Amos 2 - L'Église aussi
Amos 2 - L'Église aussi
« Ainsi parle l’Éternel : À cause de trois crimes de Juda, même de quatre, je ne révoque pas mon arrêt : parce qu’ils ont rejeté la loi de l’Éternel et qu’ils n’ont pas gardé ses préceptes, parce qu’ils se sont laissé égarer par les mêmes mensonges auxquels leurs pères s’étaient ralliés, j’enverrai le feu contre Juda, et il dévorera les donjons de Jérusalem. Ainsi parle l’Éternel : À cause de trois crimes d’Israël, même de quatre, je ne révoque pas mon arrêt : Parce qu’ils ont vendu le juste pour de l’argent, et le pauvre pour une paire de sandales; ils convoitent jusqu’à la poussière de la terre qui est sur la tête des indigents, ils violent le droit des humbles. Le fils et le père vont vers la même fille afin de profaner mon saint nom. Ils s’étendent près de chaque autel sur des vêtements pris en gage et ils boivent dans la maison de leurs dieux le vin de ceux qu’ils ont mis à l’amende. »
Amos 2.4-8
Le prophète-berger va atteindre à présent son objectif principal. Son précédent réquisitoire contre les nations étrangères n’était qu’une entrée en matière, l’exorde d’un long discours qui à présent est dirigé contre les siens. Notons qu’il s’agit du peuple même de l’alliance, de Juda et d’Israël, les deux sœurs de la même famille spirituelle. Juda sera la première attaquée. Quant à Israël, elle portera la responsabilité la plus accablante. Inversons cependant l’ordre et commençons par cette dernière.

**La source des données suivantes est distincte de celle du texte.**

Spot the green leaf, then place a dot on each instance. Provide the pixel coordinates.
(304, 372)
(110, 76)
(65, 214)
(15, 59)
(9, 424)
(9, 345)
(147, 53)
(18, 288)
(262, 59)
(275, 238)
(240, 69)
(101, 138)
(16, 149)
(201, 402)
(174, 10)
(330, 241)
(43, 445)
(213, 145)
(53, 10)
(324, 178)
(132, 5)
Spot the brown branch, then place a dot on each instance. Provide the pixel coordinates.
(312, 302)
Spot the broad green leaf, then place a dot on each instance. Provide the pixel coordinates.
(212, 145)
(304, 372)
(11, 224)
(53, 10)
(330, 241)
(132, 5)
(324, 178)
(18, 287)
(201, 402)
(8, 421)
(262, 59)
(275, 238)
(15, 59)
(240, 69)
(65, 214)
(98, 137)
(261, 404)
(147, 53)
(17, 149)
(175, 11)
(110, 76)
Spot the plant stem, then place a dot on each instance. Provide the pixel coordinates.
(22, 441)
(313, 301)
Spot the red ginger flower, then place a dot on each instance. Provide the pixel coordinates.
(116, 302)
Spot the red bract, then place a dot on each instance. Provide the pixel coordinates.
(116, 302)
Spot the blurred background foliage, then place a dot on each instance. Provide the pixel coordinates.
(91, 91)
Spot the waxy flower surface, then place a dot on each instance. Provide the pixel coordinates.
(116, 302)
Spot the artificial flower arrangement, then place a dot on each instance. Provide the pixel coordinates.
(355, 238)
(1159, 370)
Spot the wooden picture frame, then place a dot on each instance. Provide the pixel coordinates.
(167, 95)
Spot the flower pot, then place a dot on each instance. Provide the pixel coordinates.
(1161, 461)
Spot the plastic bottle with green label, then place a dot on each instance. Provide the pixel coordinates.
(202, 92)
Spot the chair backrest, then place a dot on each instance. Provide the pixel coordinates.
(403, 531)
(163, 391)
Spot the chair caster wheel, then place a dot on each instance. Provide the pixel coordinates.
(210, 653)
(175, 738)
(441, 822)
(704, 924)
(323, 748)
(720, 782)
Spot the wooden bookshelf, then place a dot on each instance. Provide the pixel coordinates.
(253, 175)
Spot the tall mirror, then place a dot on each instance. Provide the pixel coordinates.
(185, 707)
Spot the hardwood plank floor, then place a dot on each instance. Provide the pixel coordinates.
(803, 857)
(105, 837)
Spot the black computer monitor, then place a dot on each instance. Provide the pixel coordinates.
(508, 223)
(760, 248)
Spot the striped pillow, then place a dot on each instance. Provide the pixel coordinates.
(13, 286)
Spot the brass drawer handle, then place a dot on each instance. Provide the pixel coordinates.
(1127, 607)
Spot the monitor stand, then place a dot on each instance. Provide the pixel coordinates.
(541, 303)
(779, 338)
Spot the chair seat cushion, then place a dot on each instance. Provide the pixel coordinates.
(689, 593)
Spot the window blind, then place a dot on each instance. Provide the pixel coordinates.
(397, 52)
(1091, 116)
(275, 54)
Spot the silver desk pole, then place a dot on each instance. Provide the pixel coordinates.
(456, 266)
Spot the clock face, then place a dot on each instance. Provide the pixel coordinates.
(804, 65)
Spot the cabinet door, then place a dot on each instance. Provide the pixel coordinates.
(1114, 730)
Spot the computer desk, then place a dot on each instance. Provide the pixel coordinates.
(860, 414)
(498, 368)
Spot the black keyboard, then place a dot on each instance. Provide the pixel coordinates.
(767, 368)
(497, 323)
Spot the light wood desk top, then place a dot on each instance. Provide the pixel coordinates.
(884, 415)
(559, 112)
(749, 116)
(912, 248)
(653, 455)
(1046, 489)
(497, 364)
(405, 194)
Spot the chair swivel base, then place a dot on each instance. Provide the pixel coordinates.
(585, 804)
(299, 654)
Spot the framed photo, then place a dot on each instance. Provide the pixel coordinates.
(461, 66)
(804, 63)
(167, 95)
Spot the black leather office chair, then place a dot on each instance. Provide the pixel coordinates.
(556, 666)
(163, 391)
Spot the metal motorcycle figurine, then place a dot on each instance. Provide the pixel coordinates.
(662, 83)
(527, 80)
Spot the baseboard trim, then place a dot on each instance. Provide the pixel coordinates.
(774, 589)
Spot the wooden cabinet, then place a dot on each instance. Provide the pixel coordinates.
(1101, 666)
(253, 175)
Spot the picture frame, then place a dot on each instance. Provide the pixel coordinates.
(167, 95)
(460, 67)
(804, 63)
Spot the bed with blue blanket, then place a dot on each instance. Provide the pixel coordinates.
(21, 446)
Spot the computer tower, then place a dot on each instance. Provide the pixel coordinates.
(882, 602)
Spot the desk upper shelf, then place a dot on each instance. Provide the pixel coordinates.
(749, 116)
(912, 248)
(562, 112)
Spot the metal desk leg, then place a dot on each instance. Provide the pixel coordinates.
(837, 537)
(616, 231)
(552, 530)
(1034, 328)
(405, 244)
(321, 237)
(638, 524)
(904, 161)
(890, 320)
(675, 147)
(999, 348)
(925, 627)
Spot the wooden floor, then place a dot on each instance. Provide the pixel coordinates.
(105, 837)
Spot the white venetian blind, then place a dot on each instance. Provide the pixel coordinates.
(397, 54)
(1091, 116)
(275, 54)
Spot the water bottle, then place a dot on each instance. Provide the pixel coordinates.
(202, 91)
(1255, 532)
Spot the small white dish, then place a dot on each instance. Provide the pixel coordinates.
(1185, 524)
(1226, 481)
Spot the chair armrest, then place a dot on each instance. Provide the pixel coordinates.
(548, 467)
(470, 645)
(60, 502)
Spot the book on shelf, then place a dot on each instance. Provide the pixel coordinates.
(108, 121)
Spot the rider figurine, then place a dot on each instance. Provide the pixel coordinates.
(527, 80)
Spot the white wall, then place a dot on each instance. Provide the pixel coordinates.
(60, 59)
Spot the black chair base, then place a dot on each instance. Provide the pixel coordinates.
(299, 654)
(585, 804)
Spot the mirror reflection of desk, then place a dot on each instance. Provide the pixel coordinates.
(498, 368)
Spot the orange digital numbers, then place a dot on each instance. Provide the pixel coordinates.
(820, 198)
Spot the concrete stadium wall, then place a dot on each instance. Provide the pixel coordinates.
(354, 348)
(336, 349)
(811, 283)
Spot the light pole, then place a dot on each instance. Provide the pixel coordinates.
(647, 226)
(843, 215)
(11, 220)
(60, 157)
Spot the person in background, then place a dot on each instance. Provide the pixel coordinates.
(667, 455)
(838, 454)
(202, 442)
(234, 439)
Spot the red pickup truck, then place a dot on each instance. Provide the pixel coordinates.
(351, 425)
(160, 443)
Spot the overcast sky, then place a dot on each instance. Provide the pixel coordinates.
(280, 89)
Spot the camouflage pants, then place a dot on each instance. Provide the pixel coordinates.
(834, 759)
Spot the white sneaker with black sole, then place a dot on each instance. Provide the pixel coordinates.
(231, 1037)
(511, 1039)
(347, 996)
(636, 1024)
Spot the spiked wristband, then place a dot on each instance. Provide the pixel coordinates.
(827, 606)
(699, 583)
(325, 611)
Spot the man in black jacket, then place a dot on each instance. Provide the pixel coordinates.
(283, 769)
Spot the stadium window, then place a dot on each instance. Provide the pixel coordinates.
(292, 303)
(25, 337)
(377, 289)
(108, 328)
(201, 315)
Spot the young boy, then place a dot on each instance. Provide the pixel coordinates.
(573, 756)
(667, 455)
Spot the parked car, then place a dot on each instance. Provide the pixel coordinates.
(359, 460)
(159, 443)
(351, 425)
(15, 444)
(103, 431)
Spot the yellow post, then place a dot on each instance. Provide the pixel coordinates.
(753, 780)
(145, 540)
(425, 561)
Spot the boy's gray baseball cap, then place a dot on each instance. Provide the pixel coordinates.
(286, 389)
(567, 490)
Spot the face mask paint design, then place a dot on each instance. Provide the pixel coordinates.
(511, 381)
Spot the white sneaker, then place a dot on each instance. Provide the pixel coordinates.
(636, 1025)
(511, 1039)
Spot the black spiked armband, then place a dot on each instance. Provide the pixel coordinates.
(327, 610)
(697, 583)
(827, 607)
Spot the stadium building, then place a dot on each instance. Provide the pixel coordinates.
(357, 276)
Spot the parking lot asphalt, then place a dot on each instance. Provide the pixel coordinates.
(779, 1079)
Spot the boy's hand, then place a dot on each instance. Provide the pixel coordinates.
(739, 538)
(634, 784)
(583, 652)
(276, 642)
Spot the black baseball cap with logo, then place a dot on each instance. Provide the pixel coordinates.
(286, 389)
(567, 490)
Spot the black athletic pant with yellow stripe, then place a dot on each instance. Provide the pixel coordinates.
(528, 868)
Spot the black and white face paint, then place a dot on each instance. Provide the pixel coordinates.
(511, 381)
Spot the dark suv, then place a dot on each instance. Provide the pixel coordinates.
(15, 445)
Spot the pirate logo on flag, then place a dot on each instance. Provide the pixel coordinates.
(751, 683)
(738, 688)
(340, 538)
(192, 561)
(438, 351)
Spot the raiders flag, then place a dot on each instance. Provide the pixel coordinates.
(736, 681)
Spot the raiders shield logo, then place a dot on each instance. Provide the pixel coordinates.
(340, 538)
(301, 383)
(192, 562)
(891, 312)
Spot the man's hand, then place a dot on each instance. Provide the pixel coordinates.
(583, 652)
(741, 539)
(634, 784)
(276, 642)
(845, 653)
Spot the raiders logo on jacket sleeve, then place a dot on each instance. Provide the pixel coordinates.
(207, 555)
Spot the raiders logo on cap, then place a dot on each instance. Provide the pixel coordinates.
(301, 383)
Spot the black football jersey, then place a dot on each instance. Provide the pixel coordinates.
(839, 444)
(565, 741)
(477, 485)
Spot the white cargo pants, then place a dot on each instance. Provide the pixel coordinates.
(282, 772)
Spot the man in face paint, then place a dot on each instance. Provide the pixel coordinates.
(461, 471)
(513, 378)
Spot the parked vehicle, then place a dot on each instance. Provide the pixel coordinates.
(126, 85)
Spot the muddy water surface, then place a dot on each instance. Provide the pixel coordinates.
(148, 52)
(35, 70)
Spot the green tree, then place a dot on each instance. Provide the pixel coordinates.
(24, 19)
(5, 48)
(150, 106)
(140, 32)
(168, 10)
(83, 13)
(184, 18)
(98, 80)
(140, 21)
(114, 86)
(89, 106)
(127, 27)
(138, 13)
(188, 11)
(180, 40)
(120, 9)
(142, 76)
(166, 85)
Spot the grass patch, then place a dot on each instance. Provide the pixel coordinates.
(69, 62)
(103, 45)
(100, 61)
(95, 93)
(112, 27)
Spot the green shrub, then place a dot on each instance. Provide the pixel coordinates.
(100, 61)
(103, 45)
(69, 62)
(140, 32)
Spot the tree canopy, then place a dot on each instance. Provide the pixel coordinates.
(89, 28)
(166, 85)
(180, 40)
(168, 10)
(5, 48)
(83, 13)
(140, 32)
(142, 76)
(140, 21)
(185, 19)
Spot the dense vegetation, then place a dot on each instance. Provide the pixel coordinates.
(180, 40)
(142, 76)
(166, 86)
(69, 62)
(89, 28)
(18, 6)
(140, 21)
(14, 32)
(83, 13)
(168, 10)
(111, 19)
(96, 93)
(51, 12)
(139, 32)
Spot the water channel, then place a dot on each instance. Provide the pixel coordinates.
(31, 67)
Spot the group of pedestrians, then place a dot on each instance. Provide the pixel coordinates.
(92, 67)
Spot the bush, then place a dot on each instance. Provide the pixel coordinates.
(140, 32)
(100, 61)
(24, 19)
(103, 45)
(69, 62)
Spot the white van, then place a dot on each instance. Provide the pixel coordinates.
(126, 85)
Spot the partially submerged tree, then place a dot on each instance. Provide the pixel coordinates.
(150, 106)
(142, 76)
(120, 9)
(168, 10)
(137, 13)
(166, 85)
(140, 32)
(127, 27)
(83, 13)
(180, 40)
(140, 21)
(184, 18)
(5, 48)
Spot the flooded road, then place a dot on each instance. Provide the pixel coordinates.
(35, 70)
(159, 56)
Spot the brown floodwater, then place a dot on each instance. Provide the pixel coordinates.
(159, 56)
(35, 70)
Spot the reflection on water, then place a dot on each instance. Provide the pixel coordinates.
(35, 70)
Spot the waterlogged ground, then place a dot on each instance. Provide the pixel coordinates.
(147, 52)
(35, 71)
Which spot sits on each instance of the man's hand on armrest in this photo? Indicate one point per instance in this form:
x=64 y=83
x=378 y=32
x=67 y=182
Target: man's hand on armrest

Le chef d’accusation est bien long, contrairement à celui concernant les « goïm », les nations païennes voisines. Si ces dernières ne sont pas accusées d’aucune faute religieuse particulière, car, païennes qu’elles sont, que pourrait-on en attendre dans ce domaine? Israël, elle, est accusée d’une quadruple culpabilité. Le prophète n’en dissimule pas les détails. Les sept nations mentionnées n’occupent dans son livre que le premier chapitre, tandis qu’Israël en occupe à elle seule un chapitre entier. Dieu est toujours plus sévère envers les siens. Sa sainteté devient plus exigeante lorsqu’il s’agit de ses élus, ceux qui ne peuvent pas se prévaloir de leurs privilèges comme s’ils leur étaient automatiquement acquis. Dieu ne réagit pas injustement. Ayant accordé sa grâce bienveillante, il est en droit de s’attendre en retour à une reconnaissance à la mesure de son offre.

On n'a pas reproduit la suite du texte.